I was quoting Allen there. He wrote (two messages up on this thread):
"This is an interesting exercise because I'm trying to find a path
that is tolerable for a number of different individuals who seem to
have different and sometimes seemingly contradictory goals: ...." I
didn't think he was writing only about ES4 participants. Among ES3
participants, is there strong agreement on disabling automatic
semicolon insertion in 3.1's strict mode?
This is a recipe for testing costs driving everyone away from all but one mode, probably the one that's web-compatible.
Anyone interested in software quality is horrified by the current state of JavaScript, and should welcome the constraints enforced by a strict or cautious subset.
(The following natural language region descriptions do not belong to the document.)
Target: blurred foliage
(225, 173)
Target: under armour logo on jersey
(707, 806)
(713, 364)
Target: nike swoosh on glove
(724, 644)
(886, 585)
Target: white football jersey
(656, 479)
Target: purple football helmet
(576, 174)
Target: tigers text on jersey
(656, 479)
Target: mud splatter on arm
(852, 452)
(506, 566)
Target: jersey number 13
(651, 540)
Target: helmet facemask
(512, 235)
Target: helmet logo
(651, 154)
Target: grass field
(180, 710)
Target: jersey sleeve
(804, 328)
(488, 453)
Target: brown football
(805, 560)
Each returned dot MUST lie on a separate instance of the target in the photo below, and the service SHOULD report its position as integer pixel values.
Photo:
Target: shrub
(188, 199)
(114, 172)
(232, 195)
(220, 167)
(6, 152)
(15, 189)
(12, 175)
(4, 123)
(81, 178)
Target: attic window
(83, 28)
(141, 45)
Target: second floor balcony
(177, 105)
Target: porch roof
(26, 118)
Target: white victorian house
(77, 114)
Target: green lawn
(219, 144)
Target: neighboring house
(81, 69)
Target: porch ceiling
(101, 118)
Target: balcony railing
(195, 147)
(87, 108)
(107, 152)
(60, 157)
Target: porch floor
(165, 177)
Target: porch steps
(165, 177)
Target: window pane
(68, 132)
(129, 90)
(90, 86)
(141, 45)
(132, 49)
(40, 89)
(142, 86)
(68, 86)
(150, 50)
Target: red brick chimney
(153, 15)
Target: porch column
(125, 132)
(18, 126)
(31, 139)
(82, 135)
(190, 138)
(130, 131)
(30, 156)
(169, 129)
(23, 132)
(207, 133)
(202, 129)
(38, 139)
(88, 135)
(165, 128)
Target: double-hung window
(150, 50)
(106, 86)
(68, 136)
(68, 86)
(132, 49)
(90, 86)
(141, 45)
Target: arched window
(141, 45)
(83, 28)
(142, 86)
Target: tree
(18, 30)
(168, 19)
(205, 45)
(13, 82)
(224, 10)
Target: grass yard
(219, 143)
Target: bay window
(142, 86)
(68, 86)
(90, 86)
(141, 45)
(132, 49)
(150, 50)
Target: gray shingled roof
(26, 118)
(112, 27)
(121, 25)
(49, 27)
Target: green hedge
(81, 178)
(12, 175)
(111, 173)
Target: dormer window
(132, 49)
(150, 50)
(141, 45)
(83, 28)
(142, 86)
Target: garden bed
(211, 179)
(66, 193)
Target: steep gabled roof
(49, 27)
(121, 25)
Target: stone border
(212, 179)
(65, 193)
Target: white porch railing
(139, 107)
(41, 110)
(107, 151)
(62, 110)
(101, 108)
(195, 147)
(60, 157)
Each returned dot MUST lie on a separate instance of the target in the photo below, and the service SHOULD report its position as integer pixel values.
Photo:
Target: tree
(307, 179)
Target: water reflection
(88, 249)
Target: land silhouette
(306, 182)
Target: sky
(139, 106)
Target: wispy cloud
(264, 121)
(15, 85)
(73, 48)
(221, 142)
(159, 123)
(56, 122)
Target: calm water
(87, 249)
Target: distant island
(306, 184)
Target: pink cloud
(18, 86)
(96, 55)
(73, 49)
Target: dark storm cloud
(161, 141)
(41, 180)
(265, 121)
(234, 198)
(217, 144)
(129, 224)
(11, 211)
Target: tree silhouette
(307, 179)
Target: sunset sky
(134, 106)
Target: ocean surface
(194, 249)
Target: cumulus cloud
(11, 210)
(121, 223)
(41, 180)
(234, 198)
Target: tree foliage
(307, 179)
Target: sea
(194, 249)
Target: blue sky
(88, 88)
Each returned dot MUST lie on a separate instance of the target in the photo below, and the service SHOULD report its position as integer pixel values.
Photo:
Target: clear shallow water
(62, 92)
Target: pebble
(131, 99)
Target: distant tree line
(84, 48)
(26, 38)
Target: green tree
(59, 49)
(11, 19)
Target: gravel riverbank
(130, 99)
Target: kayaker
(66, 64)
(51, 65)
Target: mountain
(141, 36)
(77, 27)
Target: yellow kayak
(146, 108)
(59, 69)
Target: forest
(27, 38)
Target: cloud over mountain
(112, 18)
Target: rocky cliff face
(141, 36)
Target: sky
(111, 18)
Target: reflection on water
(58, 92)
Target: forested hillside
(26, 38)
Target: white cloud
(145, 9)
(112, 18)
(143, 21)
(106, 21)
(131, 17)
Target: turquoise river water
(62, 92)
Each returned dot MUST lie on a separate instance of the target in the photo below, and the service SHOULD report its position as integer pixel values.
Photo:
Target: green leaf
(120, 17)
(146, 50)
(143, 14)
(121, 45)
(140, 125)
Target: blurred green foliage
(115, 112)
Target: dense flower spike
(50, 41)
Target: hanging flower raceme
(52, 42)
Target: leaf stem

I hope we can standardize a strict mode that increases software
quality. That's why I'm concerned, along with Lars, about strict mode
ruling out syntax (such as automatic semicolon insertion) that much
JS on the web relies on without noticeable quality problems. We want
a strict mode that will be both useful and usable at low incremental
('use strict' per block or script) cost.
BTW, we've had arguments in the past with Ajax library authors, who
write high quality code, about things like Firefox 1's "deprecated
with" warnings. Not everyone agrees with your idea of what is
horrible, and observed software quality problems do not correlate so
clearly to all those 3.1-unstrict bĂȘtes noires.
[+es4-discuss]
On Mon, Jun 30, 2008 at 7:37 PM, Maciej Stachowiak <mjs at apple.com> wrote:
Whether or not it's a good idea, given "use subset JSON" as a recognized/enforced subset directive, one could trivially implement JSON.stringify(str) in terms of
I think I agree. In any case, I agree that JSON is not by itself a compelling case for "use subset X". My point is only that JSON is a huge counter-example to Brendan's statement that "profiled (subsetted) standards are meaningless to harmful on the web". JSON was defined as an enforced subset of JavaScript, and it has been extraordinarily helpful to the web.